Tension is the magnitude of pulling force exerted on a string. If you hold a length of string tight between your hands, any force that you exert on one end of the string is transmitted through the entire length of string to the other hand. The force transmitted by the string is called the tension in the string. This concept of tension is very important when you use a stringed instrument. The tune carried by a string is proportional to the speed that sound travels in the string, and that speed in turn depends on how tense and heavy the string is.

Write down the following formula for string tension T = 4 x L² x F² x r. In the formula, L equals string length, F equals frequency of a wave on the string and r equals mass per unit of volume or density of the string. In order to solve this, you'll need to measure the length of the string using a ruler, and you'll need to calculate the values for the frequency and the density.

Calculate the frequency F of a wave in the string using the following formula F = v ÷ W where v equals phase velocity of the wave in a string and W equals the wavelength. This can also be measured using an oscilloscope. A string attached at both ends, such as a string in a violin, will have a wavelength W equal to two times the length of the string. If, for example, you have a string that is not attached at both ends and you found that v = .33m/s and W = .002m, then F (the frequency) equals v ÷ W = .33m/s ÷ .002m, which equals 165 1/s or 165 H, Hertz.

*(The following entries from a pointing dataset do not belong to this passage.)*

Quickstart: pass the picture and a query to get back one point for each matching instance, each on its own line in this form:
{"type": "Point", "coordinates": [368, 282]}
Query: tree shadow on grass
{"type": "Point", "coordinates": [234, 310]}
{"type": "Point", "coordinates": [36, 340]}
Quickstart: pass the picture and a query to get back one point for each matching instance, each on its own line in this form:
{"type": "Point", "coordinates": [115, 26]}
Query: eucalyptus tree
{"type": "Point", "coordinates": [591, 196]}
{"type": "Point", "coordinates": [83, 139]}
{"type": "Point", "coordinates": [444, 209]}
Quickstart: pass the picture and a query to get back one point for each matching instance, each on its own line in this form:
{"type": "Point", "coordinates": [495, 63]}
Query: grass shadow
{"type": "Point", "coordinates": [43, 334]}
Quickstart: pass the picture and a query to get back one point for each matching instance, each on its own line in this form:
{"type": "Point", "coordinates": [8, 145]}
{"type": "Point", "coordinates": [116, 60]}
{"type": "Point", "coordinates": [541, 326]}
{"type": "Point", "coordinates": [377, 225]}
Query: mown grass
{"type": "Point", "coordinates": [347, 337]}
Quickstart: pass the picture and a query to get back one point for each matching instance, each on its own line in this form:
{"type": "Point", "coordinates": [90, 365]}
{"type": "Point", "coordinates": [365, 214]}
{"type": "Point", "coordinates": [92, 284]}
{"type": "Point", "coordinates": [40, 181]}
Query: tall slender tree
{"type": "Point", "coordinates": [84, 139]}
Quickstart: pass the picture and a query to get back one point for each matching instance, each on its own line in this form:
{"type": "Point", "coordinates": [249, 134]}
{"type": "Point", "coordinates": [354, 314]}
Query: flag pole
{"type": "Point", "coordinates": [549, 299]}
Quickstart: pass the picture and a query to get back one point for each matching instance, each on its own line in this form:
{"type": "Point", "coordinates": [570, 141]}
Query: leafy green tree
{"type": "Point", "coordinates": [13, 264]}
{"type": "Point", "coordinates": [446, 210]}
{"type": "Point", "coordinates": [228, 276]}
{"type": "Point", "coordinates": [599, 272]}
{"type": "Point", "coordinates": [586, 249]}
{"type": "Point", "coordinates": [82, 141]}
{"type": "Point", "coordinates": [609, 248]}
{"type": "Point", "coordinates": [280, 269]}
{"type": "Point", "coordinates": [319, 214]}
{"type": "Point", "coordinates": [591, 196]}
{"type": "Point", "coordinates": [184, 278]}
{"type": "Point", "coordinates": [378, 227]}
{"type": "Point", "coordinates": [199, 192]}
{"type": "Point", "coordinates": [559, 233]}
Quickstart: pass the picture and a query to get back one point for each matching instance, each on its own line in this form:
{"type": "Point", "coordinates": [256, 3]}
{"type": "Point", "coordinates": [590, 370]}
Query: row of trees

Determine the linear density d of the string using a calculator through the following equation d = m ÷ L, where m equals the string mass and L equals the length of the string. For example, if the mass of the string is m = 3g and the length of the string equals 25cm, then the linear density is as follows: d = m ÷ L = 3g ÷ 25cm, which is equal to 0.12 gm/cm.

Solve the tension equation T = 4 x L² x F² x d by plugging in the string length you measured, your calculated frequency and your calculated linear density in to the formula. For example, the length of the string is 25cm, the frequency is 165 H and the linear density is 25cm. Plugging these into the original equation gives us T = 4 x L² x F² x d = 4 x (25cm)² x (165 H)² x 0.12 gm/cm, which equals 8,167,500 gm cm/s² or dynes.